C'est difficile d'accepter les conséquences de son handicap au travail, mais aussi le regard des autres et l'incompréhension de son entourage.
Bérangère Sallentà France 3 Normandie
Un constat partagé par Sébastien Allaire, malvoyant depuis la naissance, qui a subi plusieurs discriminations au cours de sa vie, notamment à l'emploi. "J'ai par exemple vu une dame prendre mon CV et le ranger immédiatement tout en bas de la pile", témoigne le quinquagénaire.
Mettre en valeur ses compétences autrement
Le recrutement classique est une réelle épreuve pour ces personnes reconnues handicapées. "On leur a proposé de créer un environnement plus personnel, avec des affiches qu'ils ont créées et des objets qui les représentent", développe le directeur de France Travail.
Bérangère a choisi d'afficher ses baskets et des photos de danse moderne jazz. Sébastien a lui ajouté une photo de pots de confitures sur sa fresque pour évoquer son goût pour la cuisine et plus particulièrement pour les confitures préparées maison.

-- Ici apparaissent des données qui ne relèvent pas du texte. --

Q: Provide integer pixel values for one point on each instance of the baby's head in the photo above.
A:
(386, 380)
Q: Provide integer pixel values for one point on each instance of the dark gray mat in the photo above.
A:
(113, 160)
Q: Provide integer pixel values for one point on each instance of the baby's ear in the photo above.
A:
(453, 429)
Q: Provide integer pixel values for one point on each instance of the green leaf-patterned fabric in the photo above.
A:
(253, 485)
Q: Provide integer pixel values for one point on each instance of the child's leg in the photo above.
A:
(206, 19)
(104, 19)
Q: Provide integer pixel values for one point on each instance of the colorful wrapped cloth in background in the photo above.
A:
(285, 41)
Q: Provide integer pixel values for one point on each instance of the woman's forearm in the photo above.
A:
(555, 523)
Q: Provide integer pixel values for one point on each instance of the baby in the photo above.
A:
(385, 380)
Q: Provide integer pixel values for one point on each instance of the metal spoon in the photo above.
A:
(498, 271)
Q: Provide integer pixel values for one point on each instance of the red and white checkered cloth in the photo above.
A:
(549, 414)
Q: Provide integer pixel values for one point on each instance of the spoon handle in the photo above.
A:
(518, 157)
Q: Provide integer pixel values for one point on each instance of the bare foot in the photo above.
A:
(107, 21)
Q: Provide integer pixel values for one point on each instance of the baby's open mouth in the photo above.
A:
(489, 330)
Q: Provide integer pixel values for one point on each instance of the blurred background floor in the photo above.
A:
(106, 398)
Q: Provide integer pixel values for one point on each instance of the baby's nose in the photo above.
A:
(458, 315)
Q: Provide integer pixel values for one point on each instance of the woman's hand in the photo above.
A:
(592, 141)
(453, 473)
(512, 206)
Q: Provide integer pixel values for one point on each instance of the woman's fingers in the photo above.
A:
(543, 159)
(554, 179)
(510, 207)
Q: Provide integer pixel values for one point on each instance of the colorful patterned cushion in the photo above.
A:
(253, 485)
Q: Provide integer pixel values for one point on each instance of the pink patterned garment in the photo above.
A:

"On est plus à l'aise qu'avec un CV classique, déclare la quadragénaire. Je préfère me présenter ainsi que par mes expériences professionnelles, qui ne reflètent pas tout ce que je sais faire et ce que je peux apporter à l'entreprise."
En effet, Bérangère aimerait aider les citoyens dans leurs démarches administratives mais n'a jamais exercé ce métier et ne dispose pas des diplômes adéquats.
"Ayant vécu ça lorsque je suis devenue handicapée, je sais parfaitement comment ça se passe et à quel point on peut être démunis face aux procédures à suivre." Un profil approprié mais difficile à distinguer dans une pile de CV.
"Ces personnes nous apportent un nouveau regard"
Parmi les sept entreprises présentes vendredi dernier ; Extalea, le cabinet d'externalisation de paie basé à Hérouville-St-Clair, reconnu comme entreprise adaptée depuis neuf ans.
Le directeur d'Extalea, Loïc Chapet-Hebert, compte 15% de salariés en situation de handicap et y voit plus d'avantages que d'inconvénients.
Je ne pourrais plus être chef d'une entreprise classique. Travailler avec ces personnes nous apporte un nouveau regard sur le monde, nous inspire et nous rend finalement plus forts."
Loïc Chapet-Hebert, directeur d'Extaleaà France 3 Normandie
Embaucher des personnes handicapées est également un signe d'inclusion de plus en plus valorisé. "C'est un aspect très important pour la génération Z qui va bientôt être majoritaire dans le monde du travail."
Les adaptations nécessaires aux salariés handicapés ne sont donc pas contraignantes pour Loïc Chapet-Hebert qui considère "qu'une personne avec de telles difficultés dans la vie sera toujours extrêmement motivée".
Ainsi, chez Extalea, les emplois du temps sont adaptés et tout le monde peut en profiter.
Les règles et les codes du travail ont changé, désormais le télétravail et les temps partiels sont devenus la norme, c'est même un critère chez les jeunes travailleurs.
Loïc Chapet-Hebert, directeur d'Extaleaà France 3 Normandie
Le chef d'entreprise normand souligne également un point essentiel pour les employeurs : "le turn-over est moins fort chez ces profils-là. Ils ont besoin de stabilité, et nous aussi."
Des collaborations bénéfiques pour les deux camps qui sont de plus en plus dans l'air du temps.